@fastify/cors

Cross-Origin Headers, Configured

@fastify/cors

Configure cross-origin access for your API — allow specific origins, methods, headers, and credentials, or open it wide for public consumers.

4 min read Level 2/5 #fastify#cors#security
What you'll learn
  • Install @fastify/cors
  • Pass origin as a list or function
  • Allow credentials for cookie-based auth

CORS controls which other origins can talk to your API from a browser. Without it, browsers refuse cross-origin XHR / fetch. @fastify/cors handles preflight and actual requests in one plugin.

Install & Register

npm install @fastify/cors
import cors from '@fastify/cors'

await app.register(cors, {
  origin: ['https://app.example.com', 'https://admin.example.com'],
  credentials: true,
  methods: ['GET', 'POST', 'PUT', 'DELETE', 'PATCH'],
})

Dynamic Origin

For multi-tenant apps, you may need to compute the allowed origin per request.
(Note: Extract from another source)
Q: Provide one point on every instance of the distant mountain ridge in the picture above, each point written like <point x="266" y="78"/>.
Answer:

await app.register(cors, {
  origin: (origin, cb) => {
    if (!origin) return cb(null, true)
    const allowed = /\.example\.com$/.test(new URL(origin).hostname)
    cb(null, allowed)
  },
  credentials: true,
})

Returning true reflects the request origin back. Never combine a wildcard * with credentials: true — browsers reject that.

Development Mode

In local development the simplest config is origin: true, which reflects any origin.

await app.register(cors, {
  origin: app.config.NODE_ENV === 'development' ? true : ['https://app.example.com'],
  credentials: true,
})

Always gate permissive settings behind an environment check — it is the single most common security regression.